When I lived with my parents in Colorado, I was surrounded by stars and galaxies. The night was always bright with light. I felt loved and cherished. But then I came out to my parents and those lights began going out. They told me I was making a horrible choice, being deceived by Satan, that I had to become straight. They said I couldn’t be gay and be accepted by God.
And when they said that, I became angry. I threw tables in the remote library study room. I screamed. I cried. I refused to believe what my parents said. It couldn’t be true. It couldn’t. Nonetheless, those words slipped into my mind and stayed there, eating away at my faith and heart like a cancer. And the light of God’s love began to grow dim.
Reality seemed to confirm what my parents said. After coming out, things kept going wrong. I lost my psych minor because I failed a class and had to rearrange my schedule and classes so I could still graduate on time. My parents and I couldn’t talk about my sexuality without starting ginormous fights. And after college, I couldn’t get a job in my field of study and had to settle for a low-paying retail job. One thing after the other after the other, all wrong.

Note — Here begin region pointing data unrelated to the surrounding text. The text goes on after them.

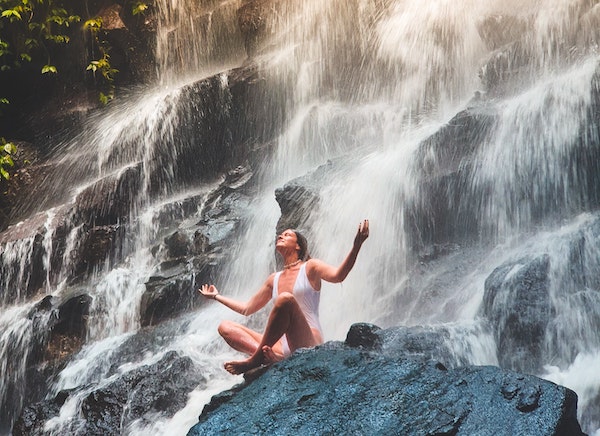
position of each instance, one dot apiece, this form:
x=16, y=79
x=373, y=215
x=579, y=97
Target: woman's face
x=287, y=241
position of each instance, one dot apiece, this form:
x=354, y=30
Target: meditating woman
x=294, y=319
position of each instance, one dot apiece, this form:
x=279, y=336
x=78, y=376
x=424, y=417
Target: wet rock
x=300, y=198
x=335, y=388
x=442, y=214
x=139, y=394
x=108, y=201
x=499, y=30
x=517, y=304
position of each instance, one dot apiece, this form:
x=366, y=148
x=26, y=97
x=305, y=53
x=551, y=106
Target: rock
x=499, y=30
x=517, y=304
x=338, y=389
x=138, y=394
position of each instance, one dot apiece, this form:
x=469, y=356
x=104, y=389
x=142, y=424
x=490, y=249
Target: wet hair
x=303, y=244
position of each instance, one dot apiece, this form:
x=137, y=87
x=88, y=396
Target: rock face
x=517, y=304
x=337, y=388
x=109, y=409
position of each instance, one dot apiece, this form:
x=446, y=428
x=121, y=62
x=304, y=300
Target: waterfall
x=462, y=130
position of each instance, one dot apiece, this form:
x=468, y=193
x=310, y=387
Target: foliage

Then my father told me to leave. He said he would not suffer my rebellious lifestyle any more. My mother called me and told me tearfully she hoped I knew what I was doing.
That day, I lost a huge part of me. I had been rejected by my own parents, who were supposed to love me no matter what. I had failed to convince my parents that being gay is okay. And that question of whether God still loved me enveloped my mind like a shroud.
I didn’t face that question for months. I would try to laugh it off with an “Of cource God loves me. The Bible says so.” Of course, I’d then remember the Bible also said that men who had sex with other men were an abomination and should be killed. (Leviticus 20:13.) I refused to consider whether God hated me or not because I feared the answer might have been “Yes.”
But like a tumor, that dark question simply grew and grew until it was all I could think about. Finally, with a voice constantly threatening to break and unrelenting tears, I admitted to my therapist that I feared God hated me and that I was a mistake. That I should never have been born in the first place. After all, for most of my life, that phrase was an oxymoron. Antithetical. I was always taught that being gay was sinful, detested by God and rightfully scorned by good Christians. But here I was, a gay Christian, a thing that should not exist.
I talked to theologically-minded friends and that helped push back the darkness. I sobbed to my therapist. I even began going to church again, after finding a safe place to call my “home church”. But this past week, when my pastor told the congregation that God loved and cherished us, I couldn’t help but cry. And some days I still struggle to believe God loves me. That He wants me.
I wish I could say that I now have the answers and feel no doubts about my faith. But I don’t. The darkness is still there, still pervasive. But I do see light. Not at the end of a tunnel, but as a shining star in the night sky, slowly, ever so slowly, growing brighter.